Steve Bertrand wrote:
> Tom Phoenix wrote:
>>
[snip]
>>
I think you're looking for the program's exit status. Traditionally on
Unix and many similar systems, the exit status is an integer, with 0
meaning "normal exit" and anything else meaning that something went
wrong. That's the value that's used by programs that run other
programs (such as the 'make' system utility) and need to know when a
step has failed. In Perl, you can access the exit status with the $?
variable after running a command via system or backticks. Beware: If
your command is run by the shell, you'll get the shell's exit status,
which may not be the exit status you were looking for.
Wow, thank you for such a thoughtful and detailed explanation! I don't
think I've ever run across the $? before (forgive me if it was noted in
the ref, obj, mod book).
Personally, I cringe whenever I see `$command` or system "$command"
inside of anything I have to work on (albeit I have several scripts I've
done this in myself, and still use). Everyone has their own way of
coding, and someone's code always looks worse to someone else.
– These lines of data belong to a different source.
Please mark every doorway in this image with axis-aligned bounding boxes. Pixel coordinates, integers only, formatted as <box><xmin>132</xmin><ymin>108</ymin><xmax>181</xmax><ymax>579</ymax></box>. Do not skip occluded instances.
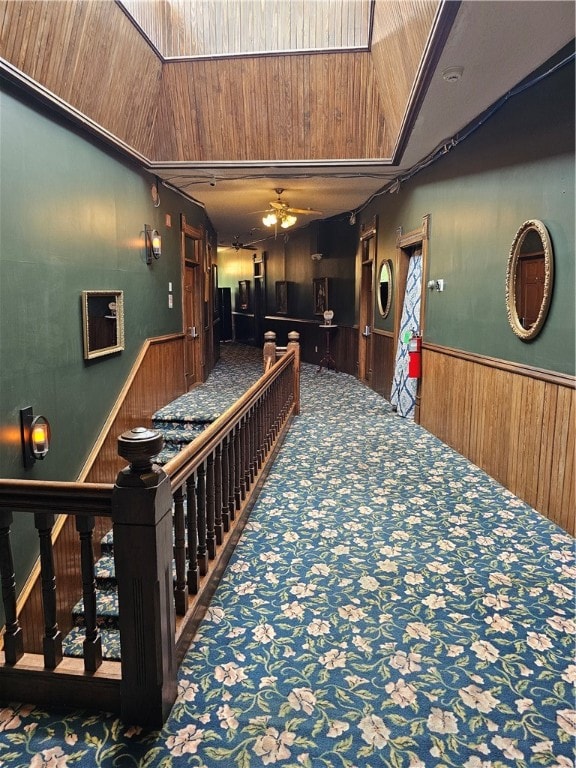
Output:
<box><xmin>358</xmin><ymin>217</ymin><xmax>378</xmax><ymax>386</ymax></box>
<box><xmin>181</xmin><ymin>214</ymin><xmax>206</xmax><ymax>390</ymax></box>
<box><xmin>390</xmin><ymin>215</ymin><xmax>430</xmax><ymax>423</ymax></box>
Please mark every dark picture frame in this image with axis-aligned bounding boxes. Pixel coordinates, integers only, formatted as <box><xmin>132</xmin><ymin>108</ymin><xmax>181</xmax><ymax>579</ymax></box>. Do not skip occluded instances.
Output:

After
all, we are all only learning, no matter what we know...right?
You can also consider capturing the STDERR output of the external
program. Since the exit status doesn't say much, most programs cough
out some last words when something goes wrong. In fact, if the program
outputs anything to STDERR, even if it exited with "success", the
error text may be important news you'd want to treat as a failure. One
common way to capture STDERR when running an external program is with
IPC::Open3.
You are speaking of Unix (under shell) STDERR here, correct?
[snip]
Tom was probably thinking of Unix, but same principles apply to other
platforms.
It's also worth noting that whatever application you're using to update
the database may well output something useful to STDOUT and it may be a
simple strategy to examine this output to determine the status of an
operation. If you assign the result of a backtick string to a scalar
variable
my $status = `command`;
then the entire output of the command will be stored as a single string.
If you assign it to an array
my @status = `command`;
then the output will be stored as one line per array element.